Nem ele nem sua esposa, Cilia Flores, falaram. Eles protestaram sua inocência durante a primeira aparição, declarando-se inocentes em todas as acusações: ambos são acusados de conspiração para importar cocaína para os Estados Unidos e de posse de metralhadoras e dispositivos explosivos; Nicolás Maduro está, por sua vez, sendo processado por conspiração narcoterrorista.

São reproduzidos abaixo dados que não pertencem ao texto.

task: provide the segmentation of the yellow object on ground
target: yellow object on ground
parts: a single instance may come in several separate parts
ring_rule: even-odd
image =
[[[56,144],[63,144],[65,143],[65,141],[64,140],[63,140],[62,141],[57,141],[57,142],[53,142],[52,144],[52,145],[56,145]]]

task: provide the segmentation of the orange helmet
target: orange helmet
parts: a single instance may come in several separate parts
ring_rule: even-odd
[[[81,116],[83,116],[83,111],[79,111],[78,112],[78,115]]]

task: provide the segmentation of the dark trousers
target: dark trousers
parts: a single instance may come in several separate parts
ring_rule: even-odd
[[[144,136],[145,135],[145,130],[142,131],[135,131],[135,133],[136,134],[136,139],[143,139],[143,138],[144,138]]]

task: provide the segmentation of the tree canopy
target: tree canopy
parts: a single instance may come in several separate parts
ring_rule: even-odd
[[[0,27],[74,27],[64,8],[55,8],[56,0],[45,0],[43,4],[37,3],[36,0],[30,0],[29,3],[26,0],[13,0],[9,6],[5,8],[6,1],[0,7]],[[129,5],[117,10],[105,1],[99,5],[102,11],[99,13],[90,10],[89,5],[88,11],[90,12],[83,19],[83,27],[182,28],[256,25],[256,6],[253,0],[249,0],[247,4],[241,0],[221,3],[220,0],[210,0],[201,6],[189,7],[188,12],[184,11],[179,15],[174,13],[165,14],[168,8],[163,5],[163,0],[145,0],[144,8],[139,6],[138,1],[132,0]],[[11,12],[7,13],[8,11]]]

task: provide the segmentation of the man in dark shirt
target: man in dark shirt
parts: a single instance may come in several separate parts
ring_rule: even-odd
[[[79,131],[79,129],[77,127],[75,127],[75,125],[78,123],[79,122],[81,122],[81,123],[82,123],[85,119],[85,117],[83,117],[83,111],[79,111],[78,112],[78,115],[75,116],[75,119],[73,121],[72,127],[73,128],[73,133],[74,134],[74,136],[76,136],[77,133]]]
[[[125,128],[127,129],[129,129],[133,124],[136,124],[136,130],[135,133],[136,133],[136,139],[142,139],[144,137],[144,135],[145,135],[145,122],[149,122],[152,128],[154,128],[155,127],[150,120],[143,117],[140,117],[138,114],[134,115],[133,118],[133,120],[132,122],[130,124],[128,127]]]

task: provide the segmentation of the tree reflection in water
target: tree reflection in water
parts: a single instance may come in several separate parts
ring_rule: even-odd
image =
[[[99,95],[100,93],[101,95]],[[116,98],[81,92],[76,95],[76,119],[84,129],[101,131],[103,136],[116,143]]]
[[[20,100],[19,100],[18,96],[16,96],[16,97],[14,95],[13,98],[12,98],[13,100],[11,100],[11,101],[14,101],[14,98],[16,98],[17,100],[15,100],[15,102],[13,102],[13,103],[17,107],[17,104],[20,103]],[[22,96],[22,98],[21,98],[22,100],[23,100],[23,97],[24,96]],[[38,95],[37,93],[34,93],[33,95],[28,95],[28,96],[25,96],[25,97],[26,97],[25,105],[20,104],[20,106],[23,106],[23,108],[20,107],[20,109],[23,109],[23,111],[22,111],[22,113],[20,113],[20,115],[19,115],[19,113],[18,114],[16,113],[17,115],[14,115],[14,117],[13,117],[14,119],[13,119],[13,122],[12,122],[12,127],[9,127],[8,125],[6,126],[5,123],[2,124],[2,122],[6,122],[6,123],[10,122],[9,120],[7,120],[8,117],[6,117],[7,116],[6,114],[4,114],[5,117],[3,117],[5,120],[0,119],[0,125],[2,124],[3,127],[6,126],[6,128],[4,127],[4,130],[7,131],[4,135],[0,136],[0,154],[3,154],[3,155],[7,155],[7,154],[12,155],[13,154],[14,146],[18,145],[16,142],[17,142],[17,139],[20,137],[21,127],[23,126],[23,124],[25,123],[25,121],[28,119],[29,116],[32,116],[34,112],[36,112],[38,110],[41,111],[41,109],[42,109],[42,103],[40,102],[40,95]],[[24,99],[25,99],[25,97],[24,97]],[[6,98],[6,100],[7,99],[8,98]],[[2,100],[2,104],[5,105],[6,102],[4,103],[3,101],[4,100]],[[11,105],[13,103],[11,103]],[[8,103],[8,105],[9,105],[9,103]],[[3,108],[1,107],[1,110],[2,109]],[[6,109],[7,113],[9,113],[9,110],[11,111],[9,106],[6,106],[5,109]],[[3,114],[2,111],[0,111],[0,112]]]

Enquanto apoiantes pró e anti-Maduro, separados por barreiras, se reuniam em frente ao tribunal em Manhattan, Nova Iorque, o público demorava-se para avaliar o estado de saúde dos dois detidos. Sua última aparição em público remonta à apresentação ao juiz de Nova York, Alvin Hellerstein, 92, em 5 de janeiro. onde o casal está detido, e que acolhe frequentemente presos famosos, é famoso pelas suas deploráveis condições de vida, pela comida vencida, pelo ruído constante, a que se junta, para este tipo de detidos, o isolamento quase total, por razões de segurança. Além disso, os dois cônjuges provavelmente não se podem ver diariamente, uma vez que as mulheres e os homens vivem em dois edifícios separados.